The desire to suspend entry into the world of work, and all the grown-up anxieties that follow, is perfectly understandable, and the chance to assert a little independence, escaping the parental shackles, is highly commendable. Universities, too, welcome gap year applicants, believing that the experience gained makes a more rounded human being.
When I was of university age, the concept of a gap year hadn’t taken root. The impetus, from secondary school onwards, was to get us into a career as soon as possible. Earning money took significant precedence over broadening our minds. I went to a polytechnic, so that a year after I had completed my A-Levels, I was in a job and paying taxes. I have been in full-time employment pretty well continuously ever since.
I’ve enjoyed the good fortune of a fulfilling career, but just recently I’ve had a creeping feeling that I’ve missed out on something in my life. I now know what it is: a gap year! Youngsters grow up today believing that a year off is an inalienable right, but why should it be the exclusive preserve of the young? I deserve a sabbatical, too. I’ve worked non-stop for three decades or so, and have never lived abroad, or properly experienced a different way of life. I want to travel for the sake of travelling, rather than for the purpose of arriving somewhere.
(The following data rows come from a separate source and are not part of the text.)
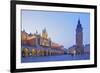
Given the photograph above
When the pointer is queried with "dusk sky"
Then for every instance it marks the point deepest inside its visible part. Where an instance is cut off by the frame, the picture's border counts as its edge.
(61, 26)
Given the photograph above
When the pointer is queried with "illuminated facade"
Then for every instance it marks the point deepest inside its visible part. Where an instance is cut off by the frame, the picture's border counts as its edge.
(39, 45)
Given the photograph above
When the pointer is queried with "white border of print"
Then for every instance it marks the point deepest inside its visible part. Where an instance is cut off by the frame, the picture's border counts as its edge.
(20, 65)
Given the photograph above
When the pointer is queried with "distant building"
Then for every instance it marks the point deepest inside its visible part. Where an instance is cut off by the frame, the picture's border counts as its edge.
(39, 44)
(79, 38)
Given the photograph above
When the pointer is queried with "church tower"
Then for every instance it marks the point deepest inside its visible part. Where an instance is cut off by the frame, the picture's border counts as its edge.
(44, 34)
(79, 38)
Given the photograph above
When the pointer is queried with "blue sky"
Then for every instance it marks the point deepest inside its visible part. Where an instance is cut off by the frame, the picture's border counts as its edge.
(61, 26)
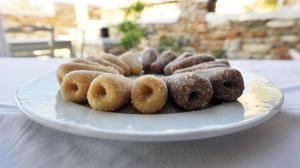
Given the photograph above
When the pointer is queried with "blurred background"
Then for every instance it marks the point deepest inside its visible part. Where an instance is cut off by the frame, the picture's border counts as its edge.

I know I am not alone in feeling this. There has been a considerable rise in recent years of “grey gappers”, those over the age of 50 with the resources to travel, with few constraints to tie them down, and a yen for exploration. This is the first generation, after all, for whom foreign travel became the norm, so it’s probably only to be expected that our wanderlust gets stronger as we inspect our one-way tickets to mortality.
One of the most uplifting and inspirational stories this week was that of the middle-aged Welsh couple who took early retirement, bought a small boat and sailed off to Spain for seven-day holiday. Sixteen years later, Clive and Jane Green are back home, having sailed around the world, taking in 56 different countries on an epic 58,000 mile voyage. Talking exactly like a teenager, Mrs Green, now 60, said, “it’s been an amazing experience”, and the story of how their spirit of adventure and their sense of resourcefulness propelled them to the ends of the earth is an example to all of us who are the wrong side of 50.
My horizons may be somewhat narrower, but I have a nascent desire for discovery. And I cast envious glances at the students now organising all manner of exotic expeditions. If youth is wasted on the young, then maybe travelling is, too. No matter. All this will have to wait. I have work to do. But in the meantime, I’m going to take a gap fortnight. See you in September.